Silver Jews - "Trains Across the Sea"
David Berman even titled one of his albums American Water! This song is from an earlier recording, Starlite Walker, and most would agree that this piano stunt does bear the mark of someone who has "drunk 50,000 beers."
Nina Simone - "Take Me to the Water"
Consider this moving track from Simone's High Priestess of Soul, and then put out of your head that this was an act of vandalism. This piano got baptized in the healing spray of Biscayne.
Marvin Gaye - "Mercy Mercy Me (The Ecology)"
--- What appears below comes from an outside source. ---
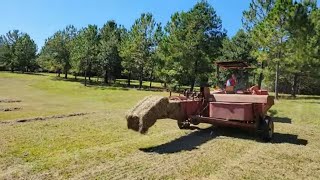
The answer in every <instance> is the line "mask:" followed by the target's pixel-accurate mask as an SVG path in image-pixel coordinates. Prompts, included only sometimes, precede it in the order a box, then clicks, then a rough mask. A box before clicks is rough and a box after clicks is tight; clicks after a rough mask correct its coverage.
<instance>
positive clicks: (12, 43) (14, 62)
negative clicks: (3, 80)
mask: <svg viewBox="0 0 320 180" xmlns="http://www.w3.org/2000/svg"><path fill="white" fill-rule="evenodd" d="M22 35H23V33H21V32H19V30H13V31H9V32H8V33H6V35H2V36H0V41H1V44H0V46H1V49H0V51H1V52H0V54H1V57H0V58H1V62H2V64H4V65H5V66H6V67H8V68H10V70H11V72H13V71H14V69H15V67H16V66H17V65H18V62H17V56H16V54H15V46H16V43H17V41H18V39H19V38H20V37H21V36H22Z"/></svg>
If the singer were alive today, he wouldn't be super pleased to hear that someone had befouled the bay with their unwanted piano. Rest assured, Marvin: "Unless the piano proves to be a danger to wildlife or boaters, officials from the Florida Fish and Wildlife Conservation Commission and the North Miami Police Department's marine patrol say they will not haul it away."
Regina Spektor - "Aquarius"
Now perhaps this is Spektor's attempt to bring more attention to this old, unreleased gem. We are currently well into the correct astrological sign for this bit of wild speculation.
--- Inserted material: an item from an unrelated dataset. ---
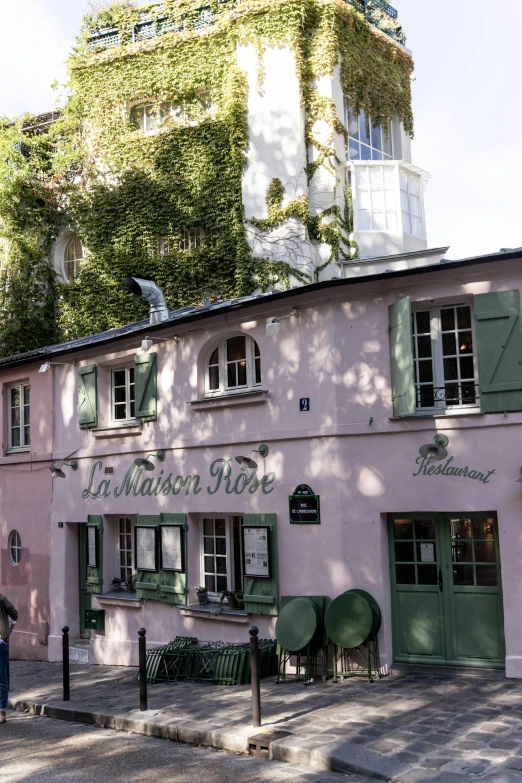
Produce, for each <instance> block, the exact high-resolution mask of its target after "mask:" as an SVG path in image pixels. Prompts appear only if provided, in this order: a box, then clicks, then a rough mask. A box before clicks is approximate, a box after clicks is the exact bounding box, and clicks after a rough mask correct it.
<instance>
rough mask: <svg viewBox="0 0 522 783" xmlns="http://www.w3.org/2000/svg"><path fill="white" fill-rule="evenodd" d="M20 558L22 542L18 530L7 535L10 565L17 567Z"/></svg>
mask: <svg viewBox="0 0 522 783" xmlns="http://www.w3.org/2000/svg"><path fill="white" fill-rule="evenodd" d="M21 557H22V540H21V538H20V533H19V532H18V530H13V531H12V532H11V533H10V534H9V559H10V561H11V563H12V565H18V563H19V562H20V560H21Z"/></svg>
Elton John - "Madman Across the Water"
Ok, so rock's piano innovators Little Richard and Jerry Lee Lewis didn't make this list, but that's all right because we've got Elton. And though "Crocodile Rock" might play well in the Everglades, over on this side of the peninsula, we're going with something more sinister that the Miami Herald supports. Will the mad piano bomber unmask?
Ben Folds Five - "Evaporated"
It could very well be the dethroned indie piano champ Ben Folds. Somehow he's ended up as a judge on NBC's The Sing-Off and had to make a silly album with author Nick Hornby. Is this the latest act of desparation? Wait for the hidden track at the end to get the nails in the coffin here.